Im Rahmen zahlreicher Aktionen setzen sich die Schüler der FOS/BOS mittlerweile intensiv mit dem Thema Rassismus auseinander. Unter anderem befassen sich drei elfte Klassen mit Aspekten der Zivilcourage, berichtet Eva Herold-Fißl. Die Beratungslehrerin sowie Lehrerin für Pädagogik, Psychologie und Kunsterziehung ist Leiterin der Wertegruppe (eine Gruppe von Lehrern, die sich speziell dem Thema Wertevermittlung widmet). Eine zwölfte Klasse setzt sich beispielsweise mit dem Thema Polizeigewalt gegen Schwarze in den USA auseinander. Flucht, Fluchtursachen, Folgen von Flucht: Dieser Komplex steht in einer weiteren Klasse im Mittelpunkt. In den Fokus rücken auch Aspekte wie kulturelle Einflüsse auf die Essgewohnheiten, für das Schulfest wurde eine Ausstellung vorbereitet. Rassismus – seine Abgründe, aber auch die Möglichkeiten, sich gegen ihn zu wenden: Das steht in den elften und zwölften Klassen der FOS/BOS auf vielfältige Weise im Mittelpunkt. In der Schwäbischen Jugendbildungs- und Jugendbegegnungsstätte Babenhausen wurden drei Schüler zu Tutoren ausgebildet, drei weitere sollen in Kürze folgen. Eingebunden in das Projekt sind alle Klassen.

Nach Auskunft von Elvira Seibold besuchen derzeit 416 Schüler die Krumbacher FOS/BOS. Rund zehn bis 15 Prozent der Schüler hätten einen Migrationshintergrund.

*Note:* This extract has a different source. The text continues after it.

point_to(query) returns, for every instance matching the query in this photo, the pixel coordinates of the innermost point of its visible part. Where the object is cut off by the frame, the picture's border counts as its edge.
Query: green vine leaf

In der Schule gebe es keinen offenen Rassismus, doch angesichts der gesamtgesellschaftlichen Entwicklung sei die Thematik für den Schulalltag sehr wichtig, betont Seibold.

Beim Festakt stellte Sylvia Mayer die Projektpartnerschaft „Hilfe für Menschen mit Behinderung“ in Niger vor. Kinderkrankenschwester Julia Weber informierte über ihren Einsatz im Flüchtlingslager Idomeni. Der Festakt sei, so Elvira Seibold, sozusagen erst der Anfang. Schüler sollen sich mit weiteren Ideen und Projekten einbringen und Integration gewissermaßen täglich leben. Elvira Seibold erinnert sich an die Zeit, in der in der FOS/BOS eine Flüchtlingsklasse betreut wurde. Es gab etliche gemeinsame Aktionen mit deutschen Schülern. Unter anderem auch einen ungewöhnlichen sprachlichen Austausch. Am Ende sprachen einige deutsche Schüler ein paar Worte Arabisch – und einige Flüchtlingskinder Schwäbisch. „Ich habe mich richtig gefreut“, erinnert sich Elvira Seibold. Das sperrige Wort Integration – das kann im Alltag ganz einfach richtig Spaß machen. Nicht zuletzt dafür steht „Schule ohne Rassismus – Schule mit Courage“.